Advanced tokamak scenarios often feature weak or reversed magnetic shear configurations. In this study, the hybrid kinetic-MHD model implemented in the NIMROD code is used to investigate the effects of reversed magnetic shear on internal kink and fishbone mode in a circular shaped limiter tokamak. In the absence of energetic particles (EPs), the mode growth rate initially increases and then decreases as the magnetic shear changes from positive to negative, indicating stabilizing effects of the reversed magnetic shear on the internal kink mode. In the presence of EPs, when the reversed magnetic shear region is sufficiently narrow, the transition from internal kink/fishbone modes to double kink/fishbone modes takes place, and the stabilizing effects of the reversed magnetic shear can significantly dominate the destabilization of EPs. For non-resonant modes, the EP beta fraction $β_f$ for excitation increases with $q_{min}$, concurrent with progressively lower growth rates in non-resonant fishbone modes.
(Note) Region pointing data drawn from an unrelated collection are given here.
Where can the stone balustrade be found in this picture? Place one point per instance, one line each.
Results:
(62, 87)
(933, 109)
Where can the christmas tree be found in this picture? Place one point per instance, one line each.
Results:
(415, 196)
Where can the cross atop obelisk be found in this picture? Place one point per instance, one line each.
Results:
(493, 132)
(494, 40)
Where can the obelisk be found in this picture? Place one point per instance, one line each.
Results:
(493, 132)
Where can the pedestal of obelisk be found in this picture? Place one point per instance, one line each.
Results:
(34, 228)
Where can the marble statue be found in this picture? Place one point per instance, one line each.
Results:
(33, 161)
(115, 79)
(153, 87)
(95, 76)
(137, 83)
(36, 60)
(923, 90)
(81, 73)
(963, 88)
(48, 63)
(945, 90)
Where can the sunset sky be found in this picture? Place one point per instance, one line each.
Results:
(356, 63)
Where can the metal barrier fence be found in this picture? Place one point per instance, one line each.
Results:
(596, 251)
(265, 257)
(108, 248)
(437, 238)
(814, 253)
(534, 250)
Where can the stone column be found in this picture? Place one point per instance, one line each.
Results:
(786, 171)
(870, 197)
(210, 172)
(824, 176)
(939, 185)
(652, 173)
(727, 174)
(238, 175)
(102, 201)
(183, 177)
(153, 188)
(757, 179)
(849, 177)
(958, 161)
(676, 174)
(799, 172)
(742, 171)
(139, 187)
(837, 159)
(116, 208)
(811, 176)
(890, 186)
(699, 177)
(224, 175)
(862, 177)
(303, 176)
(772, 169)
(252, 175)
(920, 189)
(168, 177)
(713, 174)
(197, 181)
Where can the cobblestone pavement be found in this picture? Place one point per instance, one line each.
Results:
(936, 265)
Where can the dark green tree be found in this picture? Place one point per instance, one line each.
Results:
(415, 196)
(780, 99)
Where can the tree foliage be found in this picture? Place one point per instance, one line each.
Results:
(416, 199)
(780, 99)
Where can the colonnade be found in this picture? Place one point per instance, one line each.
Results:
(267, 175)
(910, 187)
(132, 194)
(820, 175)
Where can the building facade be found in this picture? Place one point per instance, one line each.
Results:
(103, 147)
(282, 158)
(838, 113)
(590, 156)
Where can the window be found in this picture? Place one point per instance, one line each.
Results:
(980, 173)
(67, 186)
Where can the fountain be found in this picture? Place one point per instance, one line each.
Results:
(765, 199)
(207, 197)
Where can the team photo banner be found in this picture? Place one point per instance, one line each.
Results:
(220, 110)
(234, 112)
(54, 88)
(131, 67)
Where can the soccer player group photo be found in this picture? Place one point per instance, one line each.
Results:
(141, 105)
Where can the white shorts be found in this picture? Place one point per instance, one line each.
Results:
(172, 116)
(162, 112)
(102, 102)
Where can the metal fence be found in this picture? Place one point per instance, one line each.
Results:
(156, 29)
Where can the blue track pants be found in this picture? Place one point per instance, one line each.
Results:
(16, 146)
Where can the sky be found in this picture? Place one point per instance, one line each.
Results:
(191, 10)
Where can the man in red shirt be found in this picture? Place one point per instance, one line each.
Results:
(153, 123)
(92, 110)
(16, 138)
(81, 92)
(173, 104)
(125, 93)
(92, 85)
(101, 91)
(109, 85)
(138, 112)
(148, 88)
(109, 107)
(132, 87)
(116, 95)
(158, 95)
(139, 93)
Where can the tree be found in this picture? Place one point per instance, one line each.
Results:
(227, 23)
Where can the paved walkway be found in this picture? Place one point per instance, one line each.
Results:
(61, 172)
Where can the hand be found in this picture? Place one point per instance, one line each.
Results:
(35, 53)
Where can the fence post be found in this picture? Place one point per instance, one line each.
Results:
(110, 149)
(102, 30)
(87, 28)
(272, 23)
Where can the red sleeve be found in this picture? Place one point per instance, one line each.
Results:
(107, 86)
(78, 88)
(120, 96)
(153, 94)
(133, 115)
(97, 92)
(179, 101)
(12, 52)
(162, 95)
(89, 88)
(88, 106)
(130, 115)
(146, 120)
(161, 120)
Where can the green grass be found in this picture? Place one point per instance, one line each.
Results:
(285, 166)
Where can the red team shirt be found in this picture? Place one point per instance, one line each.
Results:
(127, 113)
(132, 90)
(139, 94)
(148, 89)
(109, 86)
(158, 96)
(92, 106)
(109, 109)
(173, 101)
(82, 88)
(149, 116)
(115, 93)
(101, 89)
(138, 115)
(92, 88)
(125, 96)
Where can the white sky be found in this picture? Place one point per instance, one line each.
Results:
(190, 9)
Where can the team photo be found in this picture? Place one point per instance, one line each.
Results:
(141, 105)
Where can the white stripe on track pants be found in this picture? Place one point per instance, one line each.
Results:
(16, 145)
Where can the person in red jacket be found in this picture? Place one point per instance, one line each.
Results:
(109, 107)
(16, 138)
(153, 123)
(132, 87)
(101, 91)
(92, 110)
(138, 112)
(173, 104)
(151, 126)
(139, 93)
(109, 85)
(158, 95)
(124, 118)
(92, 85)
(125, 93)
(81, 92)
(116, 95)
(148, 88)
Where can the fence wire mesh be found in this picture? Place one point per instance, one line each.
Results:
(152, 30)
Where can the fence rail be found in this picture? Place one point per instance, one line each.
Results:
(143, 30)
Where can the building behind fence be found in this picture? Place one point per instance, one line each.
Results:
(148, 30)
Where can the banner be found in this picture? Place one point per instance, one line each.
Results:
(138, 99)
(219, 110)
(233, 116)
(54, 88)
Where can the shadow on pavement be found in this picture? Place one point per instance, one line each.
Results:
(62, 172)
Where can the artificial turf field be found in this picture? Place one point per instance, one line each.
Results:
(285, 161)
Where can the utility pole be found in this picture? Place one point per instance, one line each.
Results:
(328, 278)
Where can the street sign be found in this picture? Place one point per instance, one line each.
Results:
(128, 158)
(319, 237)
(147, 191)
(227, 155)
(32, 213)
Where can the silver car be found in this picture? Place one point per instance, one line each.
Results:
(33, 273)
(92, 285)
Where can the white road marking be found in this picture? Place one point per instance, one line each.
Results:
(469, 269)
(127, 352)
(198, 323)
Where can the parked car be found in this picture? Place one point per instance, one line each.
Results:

When the equilibrium profile has an internal transport barrier (ITB), broader ITB widths suppress internal kink modes more effectively, whereas steeper temperature gradients strengthen EP stabilization.

Figures (12)

• Figure 1: (a) Equilibrium pressure profile and (b) $q$-profiles as functions of normalized minor radius $\rho$ with various magnetic shear $\hat{s}$ at $q=1$ surface. (c) Equilibrium magnetic flux-aligned mesh for poloidal plane used in NIMROD simulations.
• Figure 2: Normalized growth rates of the $(m,n)$=$(1,1)$ mode as functions (a) the magnetic shear $\hat{s}$ at $q=1$ surface and (b) the minimum of $q$ profile $q_{min}$ in absence of EPs.
• Figure 3: Pressure perturbation contours of the $1/1$ kink mode in absence of EPs for the magnetic shear (a) $\hat{s} =-0.8$, (b) $\hat{s} = -0.2$, (c) $\hat{s} = 0$, (d) $\hat{s} = 0.7$, (e) $\hat{s} = 0.8$ at $q=1$ surface.
• Figure 4: (a) Normalized growth rates and (b) real frequencies as functions of the magnetic shear $\hat{s}$ at $q=1$ surface for $\beta\rm_f=0.1, 0.5$.
• Figure 5: Normalized growth rates and real frequencies as functions of the EP beta fraction $\beta\rm_f$ for (a) $\hat{s}=-0.2$, (b) $\hat{s}=0$, (c) $\hat{s}=0.2$ at $q=1$ surface.